Skip to main content

Housing: Floods

Volume 464: debated on Wednesday 10 October 2007

To ask the Secretary of State for Communities and Local Government (1) what steps her Department is taking to encourage developers to use water resilient flooring and fittings in houses built in areas with a high risk of flooding; (156835)

(2) what steps her Department is taking to support the development of raised level flooring to counter the effects of flooding.

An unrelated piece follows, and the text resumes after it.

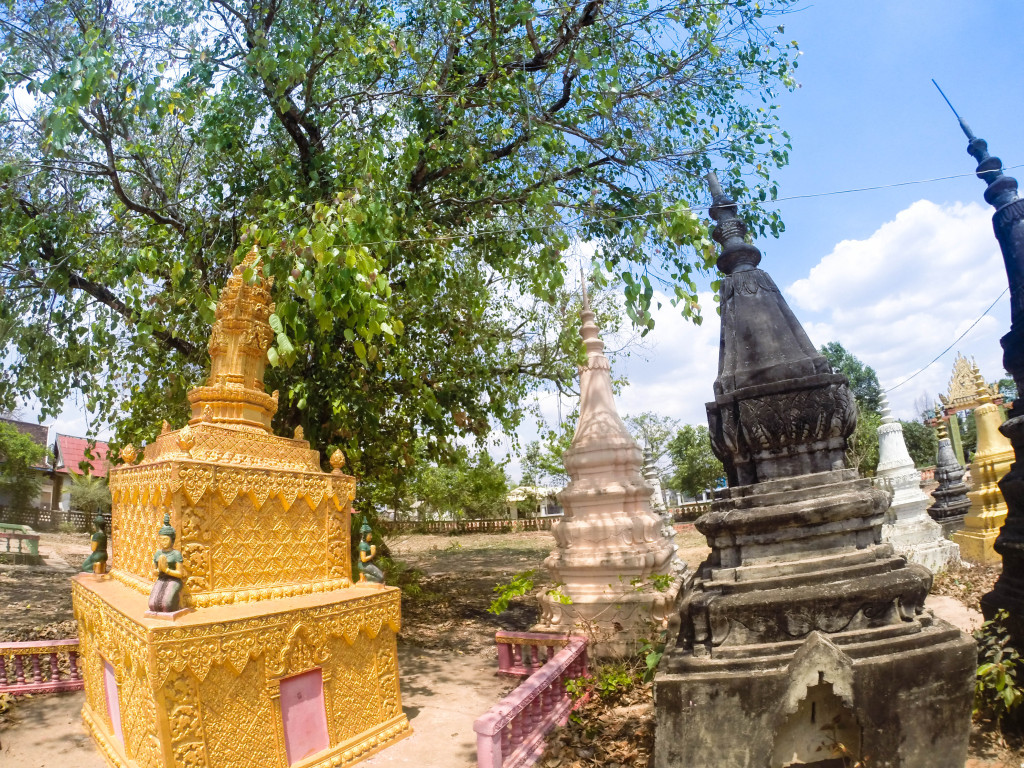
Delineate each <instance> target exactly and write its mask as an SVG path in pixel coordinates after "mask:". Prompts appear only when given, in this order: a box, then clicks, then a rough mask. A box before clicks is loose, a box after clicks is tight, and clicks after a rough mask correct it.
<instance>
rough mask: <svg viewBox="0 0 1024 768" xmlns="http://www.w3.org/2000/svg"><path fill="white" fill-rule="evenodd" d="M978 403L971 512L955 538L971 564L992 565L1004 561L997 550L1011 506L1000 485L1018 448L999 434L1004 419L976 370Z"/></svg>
mask: <svg viewBox="0 0 1024 768" xmlns="http://www.w3.org/2000/svg"><path fill="white" fill-rule="evenodd" d="M975 384H976V391H977V399H976V402H978V406H977V408H975V410H974V423H975V425H976V427H977V429H978V450H977V451H976V452H975V455H974V461H972V462H971V485H972V487H973V488H974V490H972V492H971V493H969V494H968V498H970V499H971V508H970V509H969V510H968V513H967V517H965V518H964V528H963V529H962V530H957V531H956V532H954V534H953V535H952V537H951V538H952V540H953V541H954V542H955V543H956V544H958V545H959V548H961V557H963V558H964V559H965V560H970V561H971V562H977V563H983V564H985V565H991V564H994V563H998V562H999V561H1000V560H1001V559H1002V558H1001V557H999V554H998V553H997V552H996V551H995V549H994V548H993V545H994V544H995V540H996V538H997V537H998V536H999V528H1001V527H1002V523H1004V522H1006V521H1007V502H1006V500H1005V499H1004V498H1002V492H1001V490H1000V489H999V485H998V482H999V480H1001V479H1002V476H1004V475H1005V474H1006V473H1007V472H1009V471H1010V465H1011V464H1013V463H1014V446H1013V445H1012V444H1011V443H1010V439H1009V438H1008V437H1007V436H1006V435H1004V434H1002V433H1001V432H1000V431H999V425H1000V424H1001V423H1002V416H1001V414H1000V413H999V407H998V406H996V404H995V403H994V402H992V394H991V388H990V387H988V386H987V385H986V384H985V380H984V379H983V378H982V376H981V373H980V372H978V371H977V370H975Z"/></svg>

On 15 May Communities and Local Government published a technical guide, “Improving the Flood Resilient Performance of New Buildings—Flood resilient construction.” This guide provides information on how homes can be constructed so that, if they are flooded, it should be easier to clean and repair them and enable early reoccupation. This guide includes information on flood resilient flooring, threshold and floor levels. The Department will consider the options for further action in relation to the flood performance of buildings in the light of Sir Michael Pitts’ inquiry into the effects of the summer floods.

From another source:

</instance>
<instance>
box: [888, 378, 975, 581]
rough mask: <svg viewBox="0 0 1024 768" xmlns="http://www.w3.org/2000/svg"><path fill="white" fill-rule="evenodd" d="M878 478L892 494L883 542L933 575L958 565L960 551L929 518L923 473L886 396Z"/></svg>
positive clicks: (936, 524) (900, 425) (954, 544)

Meanwhile all development is subject to Planning Policy Statement 25, “Development and Flood Risk (PPS25)” which aims to locate development away from flood risk whenever possible. In those areas where virtually all land is within high flood risk areas and there are few, if any, low risk sites for development, PPS25 imposes new requirements for resilience that ensure that buildings in higher risk areas are safe and less susceptible to flood damage.

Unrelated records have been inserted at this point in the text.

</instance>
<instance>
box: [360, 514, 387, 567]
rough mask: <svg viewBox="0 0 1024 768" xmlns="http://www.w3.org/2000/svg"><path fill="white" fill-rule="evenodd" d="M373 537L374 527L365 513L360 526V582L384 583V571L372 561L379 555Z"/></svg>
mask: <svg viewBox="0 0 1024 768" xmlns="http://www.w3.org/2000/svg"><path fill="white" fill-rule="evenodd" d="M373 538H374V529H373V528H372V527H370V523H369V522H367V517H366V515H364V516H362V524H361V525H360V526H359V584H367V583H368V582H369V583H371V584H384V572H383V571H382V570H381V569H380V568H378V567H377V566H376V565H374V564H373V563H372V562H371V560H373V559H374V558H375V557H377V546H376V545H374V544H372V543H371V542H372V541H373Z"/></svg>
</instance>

The mitigation process described in PPS25 includes the use of resilient or resistant construction. With regard to raising floor levels, while this can assist, it is not without adverse consequences: raised floors can make access and egress more difficult, especially for older people or the infirm; placing buildings on mounds can displace flood water, causing problems elsewhere; raising buildings can create a void under the building where flood water accumulates, bringing problems of removing flood water and contaminants after the flood subsides.